NECN staffers are tripping over each other to make sure we have everything we need. We get more drinks then we could possibly handle. I tear through the reheated (delivery) pizza they offer. The current has grown stronger and more and more journalists pour into the office to meet the great Helen Thomas. I end up taking a few more pictures for distinguished men in expensive suits and attractive women with suspiciously perfect hair. They thank her for her role in women’s empowerment.
They ask her who her favorite president is, she doesn’t hesitate before saying JFK. They ask her least favorite, she thinks for a moment and answers “This one.” “Worse than Nixon?” someone asks, a little incredulously. She stays adamant. “The Nixon administration was a microcosm of the abuse of power, but this present administration has taken it further.” She goes on to say that Nixon was checked by principled people in Congress and the courts, and hounded by an attentive press but the Bush administration has done everything to silence opposition.
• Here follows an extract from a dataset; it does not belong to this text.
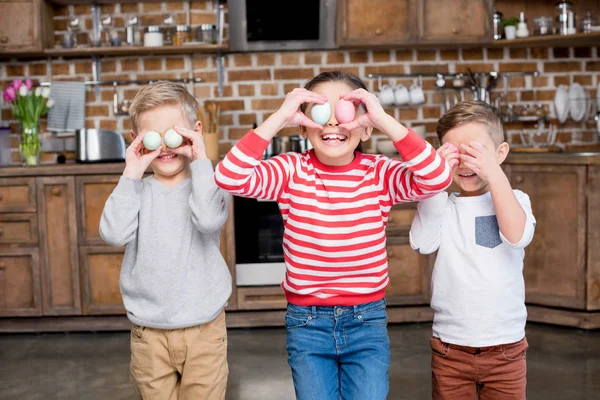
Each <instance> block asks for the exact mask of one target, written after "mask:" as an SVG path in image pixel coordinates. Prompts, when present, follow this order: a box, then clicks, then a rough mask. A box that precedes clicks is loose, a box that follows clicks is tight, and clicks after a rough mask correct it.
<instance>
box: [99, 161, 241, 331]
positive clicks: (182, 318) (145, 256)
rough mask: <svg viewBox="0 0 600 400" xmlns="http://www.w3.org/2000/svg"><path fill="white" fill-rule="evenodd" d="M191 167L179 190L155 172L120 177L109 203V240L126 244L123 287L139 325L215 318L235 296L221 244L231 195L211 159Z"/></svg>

It has blockaded the press wherever possible. Where the press hasn’t been opposed it has rolled over for the administration, often because of corporate ownership. The journalists assemble nod in agreement, though the say NECN is largely free from corporate control.
They’re ready to start prepping Helen for her interviews, one live, one taped for the next day. We say good-bye and she heads off into the studio. I receive a tour of the newsroom and the TV set and I talk to the internship coordinator before returning to the long and lonely road to Amherst.